Los dioses (Una tipología) (VI)

DGD: Postales, 2021.

 

 Se dijo en otro tiempo que Dios podría crearlo todo a excepción de cuanto fuera contrario a las leyes lógicas. De un mundo “ilógico” no podríamos, en rigor, decir qué aspecto tendría.

Ludwig Wittgenstein: Tractatus logico-philosophicus (3.031)

A un pueblo sólo se le puede conocer bien a través de sus dioses.

Marguerite Yourcenar: Archivos del Norte

Pero también, también los dioses mueren para ser inmortales / y volver a encender, en un día cualquiera, el polvo y los escombros.

Olga Orozco: Cantos a Berenice

 

 Revuelta contra los dioses

 

En De rerum natura, Lucrecio describe con memorable exaltación a Epicuro como el más incisivo de los filósofos de la Antigüedad que se atrevieron a volverse contra los dioses:

 

Cuando la vida humana yacía a la vista de todos torpemente postrada en tierra, abrumada bajo el peso de la religión, cuya cabeza asomaba en las regiones celestes amenazando con una terrible mueca caer sobre los mortales, un griego osó el primero alzar contra ella sus perecederos ojos y rebelarse en contra. No lo detuvieron ni los mitos de los dioses, ni los rayos, ni el cielo con su amenazante bramido, sino que aún más excitaron el ardor de su ánimo y su ansia por ser el primero en forzar los apretados cerrojos que guarnecen las puertas de la Naturaleza.
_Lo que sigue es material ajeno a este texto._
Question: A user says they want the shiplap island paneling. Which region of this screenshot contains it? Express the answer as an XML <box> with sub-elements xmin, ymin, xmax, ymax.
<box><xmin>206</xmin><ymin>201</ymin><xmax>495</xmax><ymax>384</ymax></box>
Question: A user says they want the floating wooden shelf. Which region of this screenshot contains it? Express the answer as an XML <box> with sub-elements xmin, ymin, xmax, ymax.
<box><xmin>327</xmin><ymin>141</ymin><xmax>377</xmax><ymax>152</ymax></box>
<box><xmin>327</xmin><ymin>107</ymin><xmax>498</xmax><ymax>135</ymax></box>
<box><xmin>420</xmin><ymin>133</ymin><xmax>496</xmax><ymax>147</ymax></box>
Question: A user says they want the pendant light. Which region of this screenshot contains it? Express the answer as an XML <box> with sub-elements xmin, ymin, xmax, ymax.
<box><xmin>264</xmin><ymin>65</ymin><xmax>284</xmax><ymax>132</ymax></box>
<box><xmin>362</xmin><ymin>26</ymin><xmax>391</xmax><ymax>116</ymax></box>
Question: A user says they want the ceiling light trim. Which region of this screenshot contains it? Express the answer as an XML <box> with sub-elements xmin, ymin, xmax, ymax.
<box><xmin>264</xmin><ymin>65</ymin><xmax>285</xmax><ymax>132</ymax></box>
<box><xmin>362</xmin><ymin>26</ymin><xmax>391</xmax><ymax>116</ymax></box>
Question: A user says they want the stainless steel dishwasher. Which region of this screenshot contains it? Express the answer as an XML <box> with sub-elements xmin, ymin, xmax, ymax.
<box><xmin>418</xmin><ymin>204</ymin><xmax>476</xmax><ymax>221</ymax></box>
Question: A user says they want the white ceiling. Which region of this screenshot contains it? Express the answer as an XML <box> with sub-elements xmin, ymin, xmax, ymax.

Su vigoroso espíritu triunfó y avanzó más lejos, más allá de las llameantes murallas del mundo, y recorrió el todo infinito con su mente y su ánimo. De ahí nos aporta, botín de su victoria, el conocimiento de lo que puede nacer y lo que no puede, las leyes, en fin, que a cada cosa delimitan su poder, y sus mojones hincados hondamente. Con lo que la religión, a su vez sometida, yace a nuestros pies; nos enaltece al cielo la victoria.[1]

 

          En este texto podría verse una especie de protomaterialismo e incluso una decidida (y deicida) toma de partido por la ciencia opuesta a la religión. Sin embargo, en una paradoja significativa, Epicuro se convirtió en el liberador de la superstición (“que a tantos crímenes puede persuadir”, escribe Lucrecio, para quien no existe diferencia entre religio y superstitio), pero no alcanzó ese inimaginable logro a través de negar la existencia de los dioses, sino de todo lo contrario. En la Carta a Meneceo, Epicuro escribe:

 

Los dioses, en efecto, existen. Porque el conocimiento que de ellos tenemos es evidente. Pero no son como los cree el vulgo. Porque no los mantiene tal como los intuye. Y no es impío el que niega a los dioses del vulgo, sino quien atribuye a los dioses las opiniones del vulgo. Porque las manifestaciones del vulgo sobre los dioses no son pre-nociones, sino falsas suposiciones. Por eso de los dioses se desprenden los mayores daños y beneficios. Habituados a sus propias virtudes, en cualquier momento acogen a aquellos que les son semejantes, considerando como extraño a todo lo que no es de su clase.

 

          La postura de Epicuro no fue entendida sino como una simple herejía; Cicerón y Plutarco compartieron el mismo escándalo que rodeó de ataques e infundios a la escuela epicúrea, y el propio Clemente de Alejandría lo llamó “iniciador del ateísmo”. Tendría que transcurrir un largo tiempo para que, en la época de Nietzsche, se reparara por fin en lo que tal vez tampoco fue el propósito de Epicuro (que sólo quería deshacerse de los terrores tanto filosóficos como populares ligados a la religión): fundamentar —escribe Carlos García Gual—, “sin recelos trascendentes, una moral enteramente autónoma y humana, en un universo sin teleología y sin teodicea”.[2]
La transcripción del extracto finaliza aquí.